Comment un acteur sans emploi peut-il devenir d’un jour à l’autre un candidat de l’extrême droite ? Comment les mots vides de sens et pleins de haine de nos aspirants dictateurs peuvent-ils séduire la France en 2022 ? Ulysse Nobody nous raconte cette histoire terrible. Et bien de chez nous.
Sous la houlette d’Homère et de Sergio Leone, cet acteur de seconde zone a choisi de s’appeler Personne Personne. Lorsqu’il se fait virer de son dernier job un peu régulier pour avoir plombé de sa tristesse endémique le Noël de la France, il n’a plus aucune raison d’espérer, et n’a plus rien pour vivre. Pourquoi ne pas accepter alors la proposition du RN, pardon du Parti Fasciste Français, qui mise sur ses talents d’orateur, pour devenir député aux prochaines législatives ? Et la machine infernale s’enclenche…

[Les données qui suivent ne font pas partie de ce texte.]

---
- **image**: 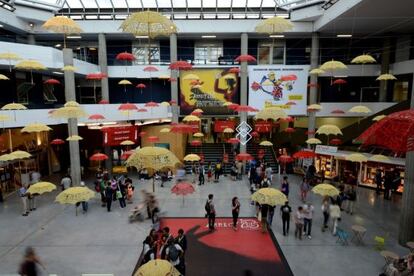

Avec Gérard Mordillat, écrivain, cinéaste et fidèle aux valeurs de la gauche (la vraie, a-t-on envie d’ajouter…) au scénario, Ulysse Nobody a peu de chance de séduire l’électorat de Marine Le Pen et d’Eric Zemmour, et n’hésite pas à se mettre à dos tous ceux – peut-être encore plus nombreux – qui appellent de leurs vœux la fin de la démocratie (« un dictateur honnête ! »). Peut-être même que les Havrais s’attristeront de la tristesse de leur ville telle que dessinée par Sébastien Gnaedig, mais les « ploucs » de l’Aisne seront heureux de voir que dans leur département, les fascistes ne passeront pas.
Car ce livre parle à chacun de nous, individuellement, de la place que nous voulons prendre dans une France où l’Art ne peut plus survivre face à l’hégémonie de la Société du Spectacle (n’oublions pas que la première partie de Ulysse Nobody nous raconte, et bien, la vie de chien des saltimbanques !), et où la parole d’extrême droite, raciste, haineuse, s’est totalement libérée. Notre France d’aujourd’hui. Et pour autant qu’on puisse le dire, de demain.
Ulysse Nobody, avec son délicieux graphisme ligne claire, son très bel usage des couleurs, ses dialogues parfaitement écrits (sans doute la grande expérience de réalisateur de Mordillat), a la suprême intelligence de ne pas être seulement un portrait à charge de tous ceux qui se laissent entraîner par la bêtise et les mensonges de l’extrême-droite (et d’une grande partie de la droite, il faut bien l’avouer) : son personnage principal, un « monsieur tout-le-monde » dont le talent n’a plus d’utilité en 2022, ne manque jamais de susciter notre empathie, même lorsqu’il tombe dans l’abjection, comme dans cette scène incroyable de réalisation d’un podcast « décalé » qui cumule les vues sur le Net.
Le fascisme est la bête immonde qui renaît éternellement de ses cendres, et contre laquelle nous devons lutter sans relâche, mais le fasciste n’est bien souvent qu’un pauvre homme perdu. Merci à Mordillat et Gnaedig de ne pas avoir craint de rappeler ici cette évidence.